Growth driversBuilder.ai platform has a library of features, which businesses can add to their platform readily, improving scalability.
“Nearly 30 percent features on any application come from a basket of 19 categories. This has nearly 85 percent overlap between an SMB and enterprise,” says Sachin. He adds that Builder.ai offers features, which can serve an SMB as well as a business of scale in the same sector, say grocery store and supermarket chains. Unlike most other SaaS companies, Builder.ai relies on a self-serve model, where the customers first choose a base and then interact with its conversational AI-assistant Natasha, which helps in tagging features and tailoring the software to the customer’s needs.
“Even for a platform like Shopify, nearly 80-85 percent of business comes through consultants who charge multiples of the annual subscription fee. Most customers building tech do not understand software well and have to rely on these project consultants. We are making it as easy as ordering a pizza and are in higher single digits already,” says Sachin.
This is in addition to a marketplace of software developer teams globally. Based on the customers’ needs, Builder.ai manages the work to be done by these developers.
The numbersThe model has helped Builder.ai control churn to less than 5 percent on an annual basis and close sales faster.
Sachin says the company takes an average of 52 days to close a sales deal with enterprise grade clients, as compared to industry norm of nearly nine months.
“For micro and small businesses, we have a 24-month subscription model for the platform, while we keep it a consumption-based model for entrepreneurs and mid-sized companies. Almost all our customers convert to the Builder Care platform, while nearly 90 percent convert to Builder Cloud,” he adds.Builder Care monitors software and manages bugs, upgrades and updates, while Builder Cloud gives scalable cloud infrastructure including DevOps automation and analytics.
The platform has seen an increase in the number of micro-SME customers after the pandemic as well. These include retail businesses, restaurants, and other business-to-customer offerings. Among mid-sized businesses and entrepreneurs, the demand for marketplace businesses – especially NFT or NFT-linked marketplaces – has gone up, says Sachin.
Builder.ai founder and CEO Sachin Dev Duggal
Enterprise businesses have been largely focused on building apps for employee management, order management, e-learning, etc., he says.
From Average Order Value (AOV) of $18,000 per customer in 2020, Builder.ai is clocking AOV of nearly $40,000 across the board, leaving out enterprise clients.

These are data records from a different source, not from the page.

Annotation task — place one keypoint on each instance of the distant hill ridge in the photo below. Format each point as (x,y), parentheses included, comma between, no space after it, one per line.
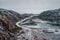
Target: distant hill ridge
(50,15)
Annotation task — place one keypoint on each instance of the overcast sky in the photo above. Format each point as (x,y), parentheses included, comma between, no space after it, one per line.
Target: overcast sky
(30,6)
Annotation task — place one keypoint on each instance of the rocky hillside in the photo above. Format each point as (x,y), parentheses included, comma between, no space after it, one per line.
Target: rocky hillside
(8,19)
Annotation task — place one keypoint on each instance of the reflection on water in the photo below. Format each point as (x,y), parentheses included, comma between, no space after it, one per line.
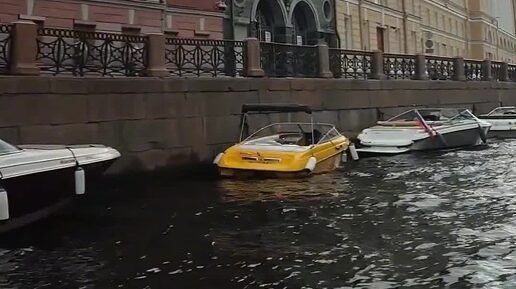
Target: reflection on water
(410,221)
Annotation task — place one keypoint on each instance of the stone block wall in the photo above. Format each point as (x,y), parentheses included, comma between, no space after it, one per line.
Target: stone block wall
(161,123)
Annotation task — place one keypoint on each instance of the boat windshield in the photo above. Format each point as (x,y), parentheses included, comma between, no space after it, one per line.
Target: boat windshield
(293,134)
(431,116)
(508,110)
(6,148)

According to a report by Gartner, the global low-code development technologies market was projected to grow to $13.8 billion, an increase of 22.6 percent over 2020, with SaaS vendors and hyper-automation driving the adoption of these solutions.
India business and expansionThe APAC market, particularly India and Singapore, account for nearly 60 percent revenue share at Builder.ai. The company also plans to expand its business across continental cities in the US, APAC, MENA, and the UK, with the new round of capital raise. Nearly 60 percent of the fresh funds will be dedicated to Research and Development, including AI and automation capabilities, said the company.
The company has also doubled its headcount from 265 in March 2021 to 450 in March 2022, with plans of growing to 1,000 employees over the next 12-18 months, says Sachin. Of the global employee base, nearly 250 are based out of Gurugram in India, a number set to grow by nearly 70 percent over the next year, he adds.